I assume you still have the data frame age.split lying around. Try
> search()
# This function returns the list of directories,
# in order, where Splus looks for objects.
# It is called the "search path".
> objects()
> attach(age.split,1)
# puts the data frame age in the first position
# on the search list
> total = under18 + over18
> search()
> objects()
> detach(1,save="junk")
> objects()
> junk
Explain what happened.
Note: If you create an object called foo in your working directory,
and if there is another object called foo further down in the search
list, Splus will find your foo first. Your foo object masks
the other foo object. Be careful that you don't accidently mask
a system object, such as the t() function or the c() function. You
should take heed of any warnings about masking. See ?masked.
Evaluation frames
Splus can attach the same name to different values in different
contexts (as in the case of the foo() function). See Becker et al,
section 5.4, or Venables & Ripley, section 4.5.

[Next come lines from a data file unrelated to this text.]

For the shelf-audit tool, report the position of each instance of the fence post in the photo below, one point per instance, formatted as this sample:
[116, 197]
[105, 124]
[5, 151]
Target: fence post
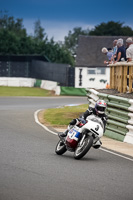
[120, 78]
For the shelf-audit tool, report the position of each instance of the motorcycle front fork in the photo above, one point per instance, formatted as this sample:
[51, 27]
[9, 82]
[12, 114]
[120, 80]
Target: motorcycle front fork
[81, 141]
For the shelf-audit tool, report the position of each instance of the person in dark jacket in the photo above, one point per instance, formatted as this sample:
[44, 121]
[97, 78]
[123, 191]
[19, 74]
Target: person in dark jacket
[98, 110]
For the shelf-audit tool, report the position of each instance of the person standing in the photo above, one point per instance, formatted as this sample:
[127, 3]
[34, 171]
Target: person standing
[121, 51]
[129, 50]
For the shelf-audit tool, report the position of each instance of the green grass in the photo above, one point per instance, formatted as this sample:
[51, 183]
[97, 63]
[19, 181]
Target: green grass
[23, 91]
[62, 116]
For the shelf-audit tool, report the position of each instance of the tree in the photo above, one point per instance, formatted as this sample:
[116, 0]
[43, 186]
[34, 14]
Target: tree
[112, 28]
[11, 24]
[71, 41]
[39, 33]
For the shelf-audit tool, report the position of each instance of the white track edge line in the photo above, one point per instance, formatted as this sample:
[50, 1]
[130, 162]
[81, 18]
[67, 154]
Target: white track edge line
[47, 129]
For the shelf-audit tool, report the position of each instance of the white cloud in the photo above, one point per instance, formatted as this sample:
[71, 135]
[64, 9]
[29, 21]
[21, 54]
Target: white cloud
[55, 29]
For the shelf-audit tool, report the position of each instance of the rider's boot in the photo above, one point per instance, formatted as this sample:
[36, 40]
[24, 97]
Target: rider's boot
[62, 135]
[98, 144]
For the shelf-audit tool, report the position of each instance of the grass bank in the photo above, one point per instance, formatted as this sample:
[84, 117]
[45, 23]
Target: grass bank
[63, 115]
[24, 91]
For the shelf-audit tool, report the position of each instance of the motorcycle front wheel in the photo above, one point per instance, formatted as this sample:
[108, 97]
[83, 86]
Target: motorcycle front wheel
[60, 148]
[82, 149]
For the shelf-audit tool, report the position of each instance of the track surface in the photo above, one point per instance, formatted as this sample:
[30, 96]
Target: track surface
[30, 169]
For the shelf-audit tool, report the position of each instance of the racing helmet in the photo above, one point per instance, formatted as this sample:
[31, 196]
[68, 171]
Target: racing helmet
[100, 106]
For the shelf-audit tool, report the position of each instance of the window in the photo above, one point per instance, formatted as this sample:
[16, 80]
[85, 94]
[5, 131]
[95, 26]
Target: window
[100, 70]
[91, 71]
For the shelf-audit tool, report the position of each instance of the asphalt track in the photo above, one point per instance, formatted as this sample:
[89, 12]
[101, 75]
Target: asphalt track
[30, 169]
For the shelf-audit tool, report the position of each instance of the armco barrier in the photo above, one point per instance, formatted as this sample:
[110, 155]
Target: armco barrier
[120, 112]
[73, 91]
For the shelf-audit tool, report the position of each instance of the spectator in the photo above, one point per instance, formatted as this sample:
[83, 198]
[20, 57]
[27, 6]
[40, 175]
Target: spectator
[108, 52]
[129, 51]
[114, 48]
[121, 51]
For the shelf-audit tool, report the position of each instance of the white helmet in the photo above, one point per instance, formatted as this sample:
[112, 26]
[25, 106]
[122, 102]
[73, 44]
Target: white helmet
[100, 106]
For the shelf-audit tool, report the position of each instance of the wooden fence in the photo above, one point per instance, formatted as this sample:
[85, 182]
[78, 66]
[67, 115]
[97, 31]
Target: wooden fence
[121, 77]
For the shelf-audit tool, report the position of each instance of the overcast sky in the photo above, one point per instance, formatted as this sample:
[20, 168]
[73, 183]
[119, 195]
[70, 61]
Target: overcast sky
[59, 16]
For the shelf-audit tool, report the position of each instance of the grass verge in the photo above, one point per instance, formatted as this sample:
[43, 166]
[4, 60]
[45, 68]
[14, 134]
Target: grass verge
[62, 116]
[24, 91]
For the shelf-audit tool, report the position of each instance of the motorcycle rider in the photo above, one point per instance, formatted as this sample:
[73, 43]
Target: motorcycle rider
[98, 110]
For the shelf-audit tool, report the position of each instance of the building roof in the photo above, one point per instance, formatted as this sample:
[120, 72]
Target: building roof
[89, 50]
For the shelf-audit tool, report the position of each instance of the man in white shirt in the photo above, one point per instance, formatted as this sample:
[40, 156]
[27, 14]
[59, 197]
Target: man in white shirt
[129, 51]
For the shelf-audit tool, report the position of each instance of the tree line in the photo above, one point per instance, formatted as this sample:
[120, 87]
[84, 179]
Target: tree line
[15, 40]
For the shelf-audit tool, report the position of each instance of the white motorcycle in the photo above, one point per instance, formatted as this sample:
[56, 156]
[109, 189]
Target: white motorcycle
[82, 137]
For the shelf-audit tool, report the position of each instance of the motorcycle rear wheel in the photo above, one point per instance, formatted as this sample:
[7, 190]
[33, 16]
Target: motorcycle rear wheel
[60, 148]
[84, 148]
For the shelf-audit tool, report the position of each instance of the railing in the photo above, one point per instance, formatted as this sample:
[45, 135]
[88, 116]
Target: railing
[121, 77]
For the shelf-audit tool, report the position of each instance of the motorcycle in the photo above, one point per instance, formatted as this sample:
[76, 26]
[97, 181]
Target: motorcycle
[82, 137]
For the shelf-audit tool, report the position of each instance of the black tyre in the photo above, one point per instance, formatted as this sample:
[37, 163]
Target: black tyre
[60, 148]
[84, 148]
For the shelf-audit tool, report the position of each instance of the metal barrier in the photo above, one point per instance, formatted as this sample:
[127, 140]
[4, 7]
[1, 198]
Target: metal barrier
[120, 112]
[121, 76]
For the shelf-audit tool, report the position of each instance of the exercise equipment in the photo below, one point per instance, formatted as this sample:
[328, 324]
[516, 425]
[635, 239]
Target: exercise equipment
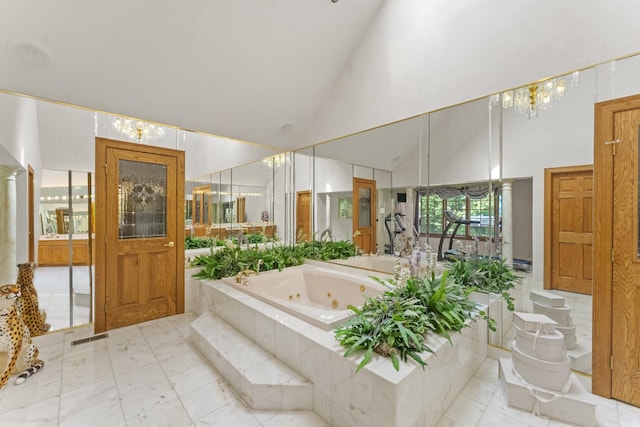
[452, 221]
[399, 227]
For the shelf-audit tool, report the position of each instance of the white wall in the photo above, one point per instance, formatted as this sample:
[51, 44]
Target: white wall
[522, 200]
[19, 137]
[481, 48]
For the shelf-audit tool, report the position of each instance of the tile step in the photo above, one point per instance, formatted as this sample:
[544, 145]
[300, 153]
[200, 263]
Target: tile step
[262, 381]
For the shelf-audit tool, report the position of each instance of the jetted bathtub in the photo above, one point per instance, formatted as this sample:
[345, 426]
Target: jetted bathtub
[386, 264]
[317, 295]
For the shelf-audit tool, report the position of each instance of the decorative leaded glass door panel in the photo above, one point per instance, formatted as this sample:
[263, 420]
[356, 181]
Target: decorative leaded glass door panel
[143, 233]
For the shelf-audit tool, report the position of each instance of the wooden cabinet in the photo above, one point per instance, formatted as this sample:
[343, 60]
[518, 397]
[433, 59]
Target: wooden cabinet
[55, 252]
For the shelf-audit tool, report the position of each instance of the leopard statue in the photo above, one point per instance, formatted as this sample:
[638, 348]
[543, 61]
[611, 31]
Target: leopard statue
[33, 317]
[15, 340]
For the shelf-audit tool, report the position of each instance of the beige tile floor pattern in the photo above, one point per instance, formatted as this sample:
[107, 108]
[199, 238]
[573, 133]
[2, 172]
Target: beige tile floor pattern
[150, 375]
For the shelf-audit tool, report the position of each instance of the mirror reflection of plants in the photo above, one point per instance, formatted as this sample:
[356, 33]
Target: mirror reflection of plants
[486, 275]
[233, 258]
[192, 242]
[395, 323]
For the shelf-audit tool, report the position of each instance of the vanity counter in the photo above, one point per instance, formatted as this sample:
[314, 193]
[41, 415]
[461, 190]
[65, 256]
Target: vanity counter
[54, 251]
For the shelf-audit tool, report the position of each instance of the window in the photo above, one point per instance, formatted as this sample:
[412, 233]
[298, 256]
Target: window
[432, 220]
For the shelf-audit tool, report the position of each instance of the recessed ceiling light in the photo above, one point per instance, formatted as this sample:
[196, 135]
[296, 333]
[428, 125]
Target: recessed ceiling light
[29, 55]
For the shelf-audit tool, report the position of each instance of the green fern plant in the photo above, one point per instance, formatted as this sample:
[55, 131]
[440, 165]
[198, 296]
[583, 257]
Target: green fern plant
[395, 323]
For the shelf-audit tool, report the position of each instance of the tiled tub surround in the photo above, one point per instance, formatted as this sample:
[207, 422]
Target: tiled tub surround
[315, 294]
[275, 341]
[386, 263]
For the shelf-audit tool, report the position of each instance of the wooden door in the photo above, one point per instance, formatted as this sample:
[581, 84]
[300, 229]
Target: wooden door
[303, 216]
[616, 301]
[569, 229]
[364, 214]
[139, 233]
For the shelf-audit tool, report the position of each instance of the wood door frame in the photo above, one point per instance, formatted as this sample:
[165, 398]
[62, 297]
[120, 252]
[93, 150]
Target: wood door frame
[298, 195]
[549, 174]
[101, 146]
[603, 241]
[31, 215]
[356, 184]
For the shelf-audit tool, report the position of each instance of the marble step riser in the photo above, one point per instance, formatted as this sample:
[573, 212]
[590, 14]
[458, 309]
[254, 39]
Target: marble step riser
[257, 396]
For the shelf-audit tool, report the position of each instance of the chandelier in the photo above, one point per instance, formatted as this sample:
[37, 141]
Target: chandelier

I had originally thought this topic a tad esoteric--until I got
tripped up by ignoring it. If you find yourself wanting to define a
function within another function (yes, you can do that),
or if Splus does not seem to be finding objects that you have created,
see
HELP on frames.
Libraries
Directories of Splus objects that can be attached to the search list
(?library), sort of like adding another _Data. Many authors distribute
their new statistical software as Splus libraries. Check out the
collection at StatLib.
We have created a
special library for Statistic 200 at
H:\\courses\\stat200
The following information is subject to change.
The S-plus command
library(lib.loc="h:\\classes\\stat200")
gives a list of all the sections in the stat200 library,
and also all the sections in the default system library.
You will see that one of the available sections is called "nci".
Nothing loaded yet.
If you want to find out about the nci section of the library, type
libary(help=nci,lib.loc="h:\\classes\\stat200")
If
you want to attach the nci section of the library to your search path, type:
library(nci,lib.loc="h:\\classes\\stat200")
Then Splus has access to all the data in the nci library. (Try
search() after you attach the library.)